A DHS data-mining tool under development needs more privacy attention, according to a report by government investigators released Tuesday, but the report makes no mention of violation of federal privacy violations as a Washington Post story reported it would. While testing of the system resembles testing of the doomed Total Information Awareness system, the report found the tool was not yet operational.
The system, known as Analysis, Dissemination, Visualization, Insight and Semantic Enhancement or ADVISE, is being tested by four government groups to see if the tool will help make sense of massive amounts of data by finding hidden connections and patterns in data sets. One Homeland Security official wants the tool to handle one billion pieces of structured information (think phone call or bioterror sensor information) and one million unstructured pieces of information (think blog post or email message) per hour.

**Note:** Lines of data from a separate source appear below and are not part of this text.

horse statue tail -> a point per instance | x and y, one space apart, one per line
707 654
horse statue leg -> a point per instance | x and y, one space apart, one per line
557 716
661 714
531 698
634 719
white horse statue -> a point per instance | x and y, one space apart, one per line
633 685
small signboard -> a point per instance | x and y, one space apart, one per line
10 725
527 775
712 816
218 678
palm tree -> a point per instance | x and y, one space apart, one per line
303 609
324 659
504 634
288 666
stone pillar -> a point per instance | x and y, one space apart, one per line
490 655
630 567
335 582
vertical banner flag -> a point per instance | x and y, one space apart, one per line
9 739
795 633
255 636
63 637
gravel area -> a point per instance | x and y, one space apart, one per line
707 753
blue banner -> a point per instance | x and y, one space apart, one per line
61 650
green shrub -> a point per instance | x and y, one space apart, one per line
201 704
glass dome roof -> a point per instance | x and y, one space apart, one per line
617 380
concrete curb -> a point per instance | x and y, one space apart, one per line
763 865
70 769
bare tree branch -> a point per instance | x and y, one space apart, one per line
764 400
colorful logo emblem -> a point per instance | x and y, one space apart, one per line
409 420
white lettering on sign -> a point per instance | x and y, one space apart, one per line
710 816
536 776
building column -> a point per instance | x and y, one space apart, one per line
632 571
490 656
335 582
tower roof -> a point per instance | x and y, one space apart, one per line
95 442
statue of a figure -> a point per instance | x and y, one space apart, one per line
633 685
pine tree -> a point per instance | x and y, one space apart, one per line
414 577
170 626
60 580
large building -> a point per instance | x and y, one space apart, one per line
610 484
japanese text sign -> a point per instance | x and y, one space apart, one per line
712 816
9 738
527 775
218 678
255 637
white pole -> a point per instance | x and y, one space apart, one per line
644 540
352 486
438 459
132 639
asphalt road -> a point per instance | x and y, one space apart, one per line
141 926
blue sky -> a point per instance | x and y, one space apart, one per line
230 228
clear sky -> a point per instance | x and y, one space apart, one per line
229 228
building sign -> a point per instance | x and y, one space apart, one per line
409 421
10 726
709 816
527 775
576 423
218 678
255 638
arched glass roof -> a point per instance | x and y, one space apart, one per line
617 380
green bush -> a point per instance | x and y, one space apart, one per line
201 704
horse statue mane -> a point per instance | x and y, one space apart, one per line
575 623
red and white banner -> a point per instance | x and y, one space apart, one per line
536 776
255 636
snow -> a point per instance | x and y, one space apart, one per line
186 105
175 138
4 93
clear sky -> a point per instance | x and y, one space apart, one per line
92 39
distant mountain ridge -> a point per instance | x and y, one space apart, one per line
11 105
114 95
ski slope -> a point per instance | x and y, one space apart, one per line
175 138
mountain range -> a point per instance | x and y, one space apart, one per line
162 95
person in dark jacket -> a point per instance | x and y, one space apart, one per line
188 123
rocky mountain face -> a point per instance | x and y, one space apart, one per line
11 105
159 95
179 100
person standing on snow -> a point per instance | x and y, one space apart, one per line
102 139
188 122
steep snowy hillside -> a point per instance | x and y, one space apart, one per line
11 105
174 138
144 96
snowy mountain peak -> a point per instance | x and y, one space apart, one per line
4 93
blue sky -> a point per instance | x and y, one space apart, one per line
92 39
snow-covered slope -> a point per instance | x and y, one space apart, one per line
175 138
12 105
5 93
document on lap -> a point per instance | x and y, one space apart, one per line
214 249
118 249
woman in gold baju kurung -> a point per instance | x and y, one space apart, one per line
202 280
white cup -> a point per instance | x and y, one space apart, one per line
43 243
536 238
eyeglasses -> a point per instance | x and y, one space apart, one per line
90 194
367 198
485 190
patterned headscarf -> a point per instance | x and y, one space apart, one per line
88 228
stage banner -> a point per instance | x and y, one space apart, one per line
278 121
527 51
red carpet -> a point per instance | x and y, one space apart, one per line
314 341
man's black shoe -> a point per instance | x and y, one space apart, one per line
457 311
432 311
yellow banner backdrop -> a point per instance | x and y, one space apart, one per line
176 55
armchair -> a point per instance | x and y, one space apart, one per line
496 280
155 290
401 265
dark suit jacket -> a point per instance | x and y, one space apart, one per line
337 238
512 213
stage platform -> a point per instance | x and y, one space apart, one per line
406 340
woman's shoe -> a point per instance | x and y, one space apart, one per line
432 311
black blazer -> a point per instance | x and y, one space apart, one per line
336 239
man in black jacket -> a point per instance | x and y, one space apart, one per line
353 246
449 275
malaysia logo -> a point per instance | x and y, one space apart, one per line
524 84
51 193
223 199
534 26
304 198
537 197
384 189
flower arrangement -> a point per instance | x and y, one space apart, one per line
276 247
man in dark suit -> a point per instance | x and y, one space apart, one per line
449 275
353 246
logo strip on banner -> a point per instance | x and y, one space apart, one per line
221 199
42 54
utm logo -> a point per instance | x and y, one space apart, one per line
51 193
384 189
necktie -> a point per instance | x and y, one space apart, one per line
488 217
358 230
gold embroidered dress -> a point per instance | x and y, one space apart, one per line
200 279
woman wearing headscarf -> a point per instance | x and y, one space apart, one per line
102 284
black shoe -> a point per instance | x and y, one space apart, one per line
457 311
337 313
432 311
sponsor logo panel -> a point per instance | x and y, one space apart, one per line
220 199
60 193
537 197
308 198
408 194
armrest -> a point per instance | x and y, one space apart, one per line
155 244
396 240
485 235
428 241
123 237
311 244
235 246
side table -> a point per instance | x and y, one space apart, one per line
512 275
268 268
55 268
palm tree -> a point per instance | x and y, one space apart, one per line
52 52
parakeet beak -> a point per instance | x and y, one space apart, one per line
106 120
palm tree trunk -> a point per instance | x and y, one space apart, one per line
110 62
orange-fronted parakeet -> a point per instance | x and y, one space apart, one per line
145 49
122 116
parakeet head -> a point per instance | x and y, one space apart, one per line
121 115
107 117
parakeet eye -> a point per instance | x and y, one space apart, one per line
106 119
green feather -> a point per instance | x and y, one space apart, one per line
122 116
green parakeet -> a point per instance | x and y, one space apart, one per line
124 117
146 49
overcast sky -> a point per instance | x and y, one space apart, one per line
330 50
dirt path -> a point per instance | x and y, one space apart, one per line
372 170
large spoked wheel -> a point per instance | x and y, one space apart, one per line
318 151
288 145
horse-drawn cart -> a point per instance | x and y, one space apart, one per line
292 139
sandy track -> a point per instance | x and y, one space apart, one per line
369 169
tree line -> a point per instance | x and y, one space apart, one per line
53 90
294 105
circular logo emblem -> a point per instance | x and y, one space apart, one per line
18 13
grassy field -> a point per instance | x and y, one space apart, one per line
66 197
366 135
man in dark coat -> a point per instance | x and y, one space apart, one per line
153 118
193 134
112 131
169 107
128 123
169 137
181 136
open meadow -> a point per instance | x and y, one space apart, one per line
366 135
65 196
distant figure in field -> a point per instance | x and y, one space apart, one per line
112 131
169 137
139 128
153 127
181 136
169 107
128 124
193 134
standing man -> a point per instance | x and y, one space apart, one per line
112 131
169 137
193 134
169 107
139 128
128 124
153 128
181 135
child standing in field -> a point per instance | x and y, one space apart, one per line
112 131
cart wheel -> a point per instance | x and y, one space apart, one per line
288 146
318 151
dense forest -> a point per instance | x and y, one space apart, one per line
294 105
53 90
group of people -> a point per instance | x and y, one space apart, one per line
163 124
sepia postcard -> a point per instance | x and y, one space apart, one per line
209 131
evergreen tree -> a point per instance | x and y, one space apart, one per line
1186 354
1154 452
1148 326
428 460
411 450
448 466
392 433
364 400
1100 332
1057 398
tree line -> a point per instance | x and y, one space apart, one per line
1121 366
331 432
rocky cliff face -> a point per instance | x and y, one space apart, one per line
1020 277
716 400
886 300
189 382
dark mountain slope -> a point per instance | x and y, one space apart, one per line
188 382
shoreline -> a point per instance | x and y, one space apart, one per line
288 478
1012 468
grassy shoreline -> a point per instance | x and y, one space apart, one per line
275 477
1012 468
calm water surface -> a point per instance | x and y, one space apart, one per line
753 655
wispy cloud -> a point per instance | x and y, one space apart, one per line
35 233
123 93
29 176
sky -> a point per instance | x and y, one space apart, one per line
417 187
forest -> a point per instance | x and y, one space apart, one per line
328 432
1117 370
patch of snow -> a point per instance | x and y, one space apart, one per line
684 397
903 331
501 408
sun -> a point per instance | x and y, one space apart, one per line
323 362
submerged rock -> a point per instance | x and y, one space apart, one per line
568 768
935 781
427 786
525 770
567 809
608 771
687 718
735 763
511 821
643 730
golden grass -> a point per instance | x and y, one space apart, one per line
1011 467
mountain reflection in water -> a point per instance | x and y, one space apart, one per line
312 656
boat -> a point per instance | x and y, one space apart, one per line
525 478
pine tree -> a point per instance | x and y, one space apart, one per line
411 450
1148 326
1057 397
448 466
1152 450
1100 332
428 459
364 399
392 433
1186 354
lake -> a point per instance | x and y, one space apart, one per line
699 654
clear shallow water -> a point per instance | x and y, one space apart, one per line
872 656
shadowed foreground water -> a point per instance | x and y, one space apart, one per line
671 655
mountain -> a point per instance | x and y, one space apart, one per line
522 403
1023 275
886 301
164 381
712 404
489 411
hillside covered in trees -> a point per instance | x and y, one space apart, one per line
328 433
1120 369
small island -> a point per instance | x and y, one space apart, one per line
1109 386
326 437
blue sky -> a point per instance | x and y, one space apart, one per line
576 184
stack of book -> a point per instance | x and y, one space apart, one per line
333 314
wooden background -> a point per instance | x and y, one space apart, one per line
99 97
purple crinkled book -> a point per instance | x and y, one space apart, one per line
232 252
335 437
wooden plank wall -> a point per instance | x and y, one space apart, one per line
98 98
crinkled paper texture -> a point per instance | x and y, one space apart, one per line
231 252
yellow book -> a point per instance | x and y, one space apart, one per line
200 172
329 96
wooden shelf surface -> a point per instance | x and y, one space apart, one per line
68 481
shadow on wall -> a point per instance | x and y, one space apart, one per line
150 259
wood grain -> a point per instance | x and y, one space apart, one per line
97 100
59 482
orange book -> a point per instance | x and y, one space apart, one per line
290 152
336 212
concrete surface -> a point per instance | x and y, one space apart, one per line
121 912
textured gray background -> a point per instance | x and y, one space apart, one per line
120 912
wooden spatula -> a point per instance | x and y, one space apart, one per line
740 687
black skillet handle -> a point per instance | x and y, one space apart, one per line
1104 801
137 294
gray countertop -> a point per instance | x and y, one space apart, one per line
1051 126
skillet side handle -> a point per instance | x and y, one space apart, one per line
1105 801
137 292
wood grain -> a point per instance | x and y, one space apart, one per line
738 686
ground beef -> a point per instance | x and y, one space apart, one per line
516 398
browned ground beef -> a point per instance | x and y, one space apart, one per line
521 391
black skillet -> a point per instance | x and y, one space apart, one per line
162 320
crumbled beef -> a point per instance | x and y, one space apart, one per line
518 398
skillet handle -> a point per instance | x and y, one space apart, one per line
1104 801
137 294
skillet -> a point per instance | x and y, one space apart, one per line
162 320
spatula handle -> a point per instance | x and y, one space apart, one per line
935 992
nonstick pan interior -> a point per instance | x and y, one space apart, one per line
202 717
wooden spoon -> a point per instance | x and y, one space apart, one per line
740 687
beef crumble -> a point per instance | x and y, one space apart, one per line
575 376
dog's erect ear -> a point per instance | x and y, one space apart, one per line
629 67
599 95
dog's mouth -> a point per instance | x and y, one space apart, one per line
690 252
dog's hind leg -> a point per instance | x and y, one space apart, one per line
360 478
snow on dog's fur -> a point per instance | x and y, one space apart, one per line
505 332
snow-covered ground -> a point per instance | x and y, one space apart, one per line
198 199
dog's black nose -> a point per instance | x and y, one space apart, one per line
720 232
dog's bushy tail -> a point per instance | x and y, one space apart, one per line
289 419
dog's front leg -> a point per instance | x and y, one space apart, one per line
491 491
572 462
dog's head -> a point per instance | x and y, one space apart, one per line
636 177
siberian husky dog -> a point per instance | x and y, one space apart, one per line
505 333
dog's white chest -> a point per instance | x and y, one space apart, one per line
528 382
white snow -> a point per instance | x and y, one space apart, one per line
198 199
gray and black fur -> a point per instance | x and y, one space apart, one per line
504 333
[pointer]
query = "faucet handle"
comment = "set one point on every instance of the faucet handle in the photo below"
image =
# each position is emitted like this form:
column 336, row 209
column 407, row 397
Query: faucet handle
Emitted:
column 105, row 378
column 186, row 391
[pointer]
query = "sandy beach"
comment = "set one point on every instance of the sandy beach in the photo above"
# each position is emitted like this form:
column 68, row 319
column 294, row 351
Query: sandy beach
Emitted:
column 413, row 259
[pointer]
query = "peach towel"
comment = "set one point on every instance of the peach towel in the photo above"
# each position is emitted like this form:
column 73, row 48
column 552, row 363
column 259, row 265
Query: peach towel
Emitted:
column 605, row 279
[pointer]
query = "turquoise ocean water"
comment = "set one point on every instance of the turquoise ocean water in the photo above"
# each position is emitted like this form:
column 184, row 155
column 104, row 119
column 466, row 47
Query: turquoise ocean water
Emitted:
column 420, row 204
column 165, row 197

Congress's investigative arm, the Government Accountability Office, which audited three of those tests at the behest of the House Appropriations Committee, found that the tool wasn't in use yet, but that privacy oversight should start now so that appropriate safeguards could be built into the tool during development, rather than being tacked on at the end. Report (.pdf).
Currently the system lacks tools to distinguish one Joe Smith from another and doesn't rate the strength of inferences the system makes between individuals, the report found. Combined with poor data quality, those limits mean innocent citizens could be incorrectly identified as part of a terrorist cell.
For its part, DHS says it will publish the required privacy evaluations when or if the program is used on real data.
According to DHS spokesman Christopher Kelly, ADVISE is currently being tested by:
The Biodefense Knowledge Center at Lawrence Livermore labs which is using "8 open source databases" to analyze biological threats,
Another Lawrence Livermore group that was examining ways to detect possible attempts to deploy and deploy weapons of mass effect, a project researchers "deemed worthy of further study." The test "focuses on the capabilities of foreign and domestic terrorist groups to develop and deploy weapons of mass effect by solely evaluating technologies (materials, technical skills needed, etc.) There is no information about about U.S. persons in any of the data,"
The DHS Intelligence Analysis Office, is using ADVISE to "sift through and pinpoint key documents analysts can use in day-to-day reporting," and
The Interagency Center for Applied Homeland Security Technology (a little known lab for testing data-mining projects) is running two tests: one that tests how well the system handles large amount of data and another that tests whether the system can pinpoint bad guys from a fake world. This test uses "synthetic data fabricated for the purposes of the evaluation... [that] data contains no information about any real people. This dataset simulates a world in which agents (both terrorists andbenign) conduct activities."
The latter tests may well be the one that the Washington Post heard violated the Privacy Act, since they may be using legally collected data and then removing names (say, for instance, travel data collected by Customs and Border Patrol and the US Visit program).
They are also the tests that sound the most like Total Information Awareness, a largely aborted Pentagon effort that strove to build a tool that would find evil-doers by sifting through nearly every conceivable database of Americans' lives. That tool too was tested using a fake world of data, though the research arm that led the effort has stonewalled any attempt to learn more about this.
Homeland Security's Science and Technology office insists that ADVISE is just a smarter sifter, not an information system.
"It's a set of information tools to aid human analysts of large amounts of already collected data," Kelly said.
The tool works by pulling in massive amounts of data from disparate databases. It then cleans the data, tries to understand unstructured data such as news articles, and looks for connections.
Analysts can then try to order the system to produce results for complex questions:
For example, the qurery might be "Identify any suspicious group of individuals that passed through customs at JFK in January 2004. The answer might include things, like, "Fifteen men between the ages of 24 and 44, all employees of the same chemical processing plant and all traveling without their families, flew into JFK during the time period in question."
But remember that such inferences are hard and as one paper paid for by the government about this program pointed out, the reliability of these tools is currently very low:
Paper (.pdf)
The House Appropriation's Homeland Security Subcommittee is holding a hearing (that undoubtedly will include discussion of ADVISE) called "Balancing Privacy with Security Needs" Wednesday morning at 10:00 AM EST.
No word on whether the WaPo will be issuing a retraction.
Earlier post.
UPDATE: This post was updated shortly after posting to include a little more information about each of the 4 tests, an additional link, and a sentence on how much data the program was expected to handle.